Alas, I see it is going to take another post or so to explain what I mean, and to give Mrs. Kantor her due. But I’ll leave you with a few tastes from her:

. . . we educated, liberated, successful American women of today . . . [are] also suffering from some flaws in modern social arrangements. This is where Jane Austen heroines have a terrific advantage over us. Whatever their difficulties, at least they had the benefit of a social scene deliberately organized to bring women into contact with interested men without putting them under a lot of pressure to get too close too early.


Kantor agrees with certain suggestions from Austen that the (relatively new) “assembly balls” and “country dances” held in many towns in Britain provided a kind of “Trial Marriage”:

Agreeing to dance with a man was “accepting him” on a temporary basis. A woman got to try out being courted, won, enjoyed, and cherished, by a particular man—without the risks inherent in our more intimate and unregulated trials and errors in love. The physical nature of the dancing contributed to the trial-marriage aspect of the experience.

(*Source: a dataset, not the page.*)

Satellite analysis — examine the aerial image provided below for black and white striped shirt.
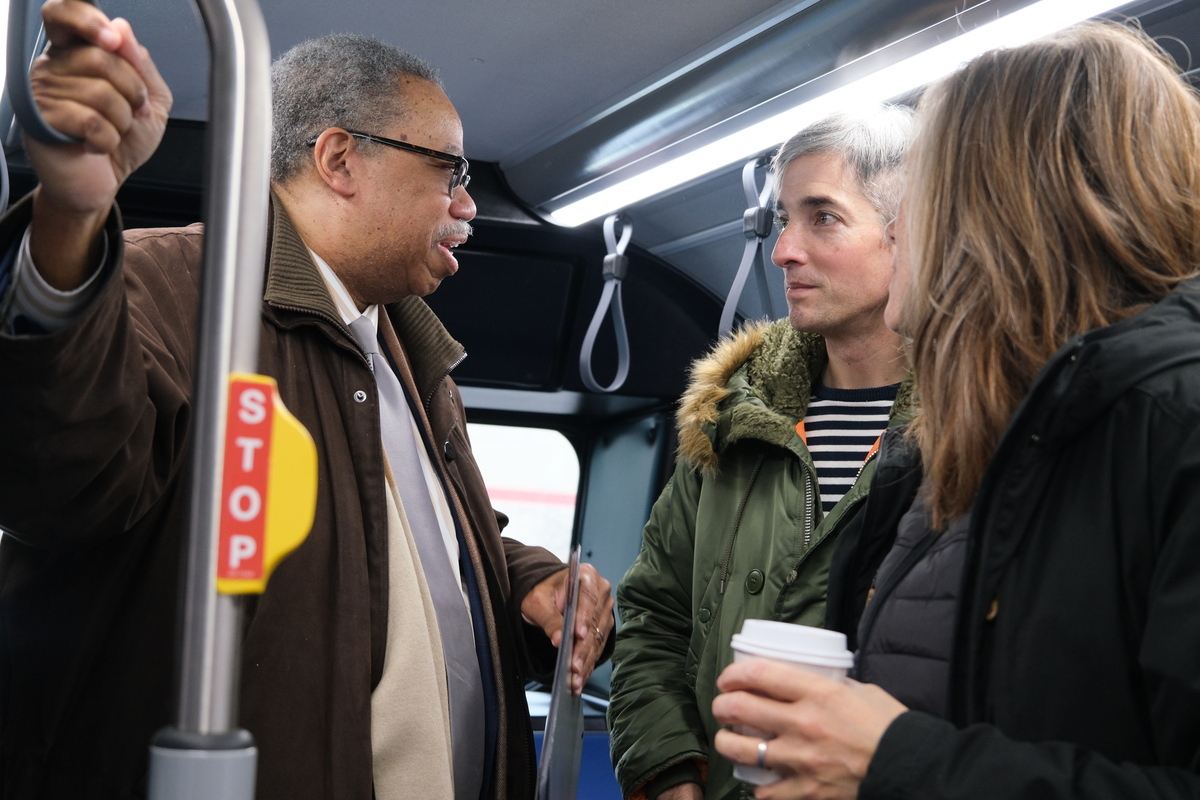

. . . Ironically, it was the limitations that allowed the freedom. . . . They made it safe (well, relatively safe—as safe as such an inherently life-altering thing can be) for women to fall in love. Partly because the rules allowed women to get just close enough to men, but not too close. And partly because those same rules facilitated some up-front screening of the male population. . . . True, there was chaperonage from older married women. But Jane Austen . . . expects her heroines to realize it’s ultimately their job, and not the responsibility of their mothers or married sisters, to police their own love lives. . . . for avoiding men who are obviously bad bets.

You see, I don’t have the time of day for “Jane Austen and zombies” and junky cleverness like that, when we could be talking about Jane Austen and U.H.B.s , or Jane Austen and Rockers , or Jane Austen and The Zombies . That is, about what Jane Austen and the likes of dear Violet might have to teach us about our future . More to come.